Committed to graduate in 2020, Laura Madler is Editor-in-Chief and third year staff writer for The Lion's Roar. She is a member of the Menchville Marching...
The Death of Film: Part I. The Beginnings
March 19, 2019
When exploring the topic of movie universes and sequels, it is necessary to consult the professionals. In Part I of the “Death of Film” series, creators and hosts of the LaF Podcast Richard Lusk and Ryan Bull discuss the origin story of movie universes and their growth in the box office.
Go open a new tab, type in the name of your nearest movie theater, and look at the list of movies playing. What do you see? Do you notice something a little strange? Look closer. I’ll bet there’s at least one Marvel movie, more sequels or installments in a series, and maybe a Disney “live-action” remake for good measure.

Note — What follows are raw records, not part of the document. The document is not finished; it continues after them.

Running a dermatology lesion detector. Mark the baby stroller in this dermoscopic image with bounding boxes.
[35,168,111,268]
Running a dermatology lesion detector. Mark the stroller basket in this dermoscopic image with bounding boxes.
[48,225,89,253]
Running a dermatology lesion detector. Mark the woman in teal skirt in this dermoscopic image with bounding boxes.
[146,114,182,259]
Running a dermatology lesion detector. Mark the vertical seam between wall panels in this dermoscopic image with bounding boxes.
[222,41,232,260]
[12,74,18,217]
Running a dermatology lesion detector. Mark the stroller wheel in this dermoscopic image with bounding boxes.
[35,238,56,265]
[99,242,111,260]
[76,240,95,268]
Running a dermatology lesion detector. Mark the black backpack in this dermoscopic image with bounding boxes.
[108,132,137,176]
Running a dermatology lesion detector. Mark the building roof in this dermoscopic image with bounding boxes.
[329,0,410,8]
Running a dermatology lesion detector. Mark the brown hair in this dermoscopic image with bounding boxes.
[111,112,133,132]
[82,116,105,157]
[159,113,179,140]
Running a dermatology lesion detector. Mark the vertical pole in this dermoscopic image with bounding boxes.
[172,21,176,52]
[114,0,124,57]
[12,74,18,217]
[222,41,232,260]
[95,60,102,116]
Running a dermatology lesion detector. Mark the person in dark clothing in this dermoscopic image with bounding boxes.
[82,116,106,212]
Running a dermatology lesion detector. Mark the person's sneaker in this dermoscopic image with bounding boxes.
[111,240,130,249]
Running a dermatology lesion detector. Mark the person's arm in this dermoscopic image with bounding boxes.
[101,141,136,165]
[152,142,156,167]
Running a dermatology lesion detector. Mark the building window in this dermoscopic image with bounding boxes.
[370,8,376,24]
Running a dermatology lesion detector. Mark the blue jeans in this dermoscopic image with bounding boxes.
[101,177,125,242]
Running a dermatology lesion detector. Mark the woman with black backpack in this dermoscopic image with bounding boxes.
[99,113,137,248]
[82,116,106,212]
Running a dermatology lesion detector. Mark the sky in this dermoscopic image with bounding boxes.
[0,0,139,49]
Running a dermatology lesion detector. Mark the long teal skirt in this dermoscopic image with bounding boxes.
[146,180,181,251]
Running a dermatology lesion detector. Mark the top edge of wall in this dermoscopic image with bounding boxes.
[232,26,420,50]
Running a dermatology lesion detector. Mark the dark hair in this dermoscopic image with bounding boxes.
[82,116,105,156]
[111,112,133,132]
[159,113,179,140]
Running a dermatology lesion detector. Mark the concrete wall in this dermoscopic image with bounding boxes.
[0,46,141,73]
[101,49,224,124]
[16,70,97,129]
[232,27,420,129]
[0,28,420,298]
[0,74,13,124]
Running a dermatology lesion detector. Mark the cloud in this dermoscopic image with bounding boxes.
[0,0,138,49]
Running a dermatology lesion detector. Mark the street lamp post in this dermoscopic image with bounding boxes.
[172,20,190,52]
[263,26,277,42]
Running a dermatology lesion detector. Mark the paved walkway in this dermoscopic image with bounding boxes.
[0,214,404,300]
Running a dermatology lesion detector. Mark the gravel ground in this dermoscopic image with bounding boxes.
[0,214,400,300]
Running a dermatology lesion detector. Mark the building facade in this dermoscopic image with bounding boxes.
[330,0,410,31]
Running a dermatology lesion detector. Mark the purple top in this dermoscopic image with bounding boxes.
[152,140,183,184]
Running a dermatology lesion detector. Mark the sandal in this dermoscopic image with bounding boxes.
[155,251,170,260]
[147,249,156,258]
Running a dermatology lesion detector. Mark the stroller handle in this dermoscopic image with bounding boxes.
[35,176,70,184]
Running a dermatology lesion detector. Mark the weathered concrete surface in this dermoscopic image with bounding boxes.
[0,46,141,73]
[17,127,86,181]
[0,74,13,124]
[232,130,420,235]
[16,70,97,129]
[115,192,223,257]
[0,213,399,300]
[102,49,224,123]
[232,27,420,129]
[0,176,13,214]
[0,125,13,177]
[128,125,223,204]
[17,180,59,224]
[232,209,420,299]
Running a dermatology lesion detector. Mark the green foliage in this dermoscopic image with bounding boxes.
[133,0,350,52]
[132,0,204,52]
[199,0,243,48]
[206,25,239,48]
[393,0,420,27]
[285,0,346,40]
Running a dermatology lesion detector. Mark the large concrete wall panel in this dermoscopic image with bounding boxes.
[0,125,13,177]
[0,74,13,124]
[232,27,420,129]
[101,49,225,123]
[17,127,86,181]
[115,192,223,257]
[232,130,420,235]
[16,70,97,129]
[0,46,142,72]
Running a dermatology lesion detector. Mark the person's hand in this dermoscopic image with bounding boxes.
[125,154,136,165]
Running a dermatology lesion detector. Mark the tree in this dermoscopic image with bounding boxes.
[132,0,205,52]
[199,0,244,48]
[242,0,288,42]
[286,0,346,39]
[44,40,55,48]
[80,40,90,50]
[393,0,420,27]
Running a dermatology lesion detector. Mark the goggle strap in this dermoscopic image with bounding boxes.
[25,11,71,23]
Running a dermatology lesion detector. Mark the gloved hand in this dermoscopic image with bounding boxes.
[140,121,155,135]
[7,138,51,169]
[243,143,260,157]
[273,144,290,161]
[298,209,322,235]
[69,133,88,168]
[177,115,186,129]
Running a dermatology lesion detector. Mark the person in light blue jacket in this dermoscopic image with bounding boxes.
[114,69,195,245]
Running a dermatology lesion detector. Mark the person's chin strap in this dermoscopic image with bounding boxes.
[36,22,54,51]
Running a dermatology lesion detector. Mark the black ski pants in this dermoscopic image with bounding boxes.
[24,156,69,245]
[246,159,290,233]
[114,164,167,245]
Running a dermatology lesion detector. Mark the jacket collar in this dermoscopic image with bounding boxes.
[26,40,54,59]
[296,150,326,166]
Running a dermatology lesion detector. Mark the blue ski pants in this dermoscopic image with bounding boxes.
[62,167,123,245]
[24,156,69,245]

This isn’t psychic vision here- it’s the pattern of the modern movie industry. Original films are small potatoes. Instead, theaters are looking at three live-action Disney movies, three new MCU movies, and unavoidable scores of sequels just in the next six months after this article’s publication. This begs the question- how did this happen to film?
The origin of the sequel is not hard to pin down. When a movie is successful and the story can be extended past one release, logically production companies will follow up films with a sequel. After all, if you already have a fan base for a movie, it’s even easier to make money off the next installments because there’s a guaranteed audience. Sequels now are often planned before the first movie even comes out, with most studios aiming to hit the jackpot “franchise” status with every new idea.
“It used to be sequels were where you make your money, and you still do, but the problem with the sequel is that it comes out every two to three years,” explained Bull. “Now someone goes to the movies and you show them a trailer for something that’s coming out in four months; you sell them on the next thing before they’ve even seen the thing they came to watch.”
“The traditional trailers used to appear at the end of movies, now they’re generally at the beginning or online,” Lusk added. “Now with the Marvel Universe that you mentioned earlier, they have those stingers and the mid-credits scene sequences, and they kind of link together all the storylines and they sort of generate interest so there’s this perpetual machine [of sequels].”
Nowadays, studios have extended this moneymaking logic even further, creating massive universes – like the infamous Marvel Cinematic Universe, or the new kid on the block, JK Rowling’s Wizarding World. These franchises can support multiple movies in theaters at the same time within the same year, layering on characters, crossovers, and callbacks to other aspects of the universe to keep fans coming to the movies.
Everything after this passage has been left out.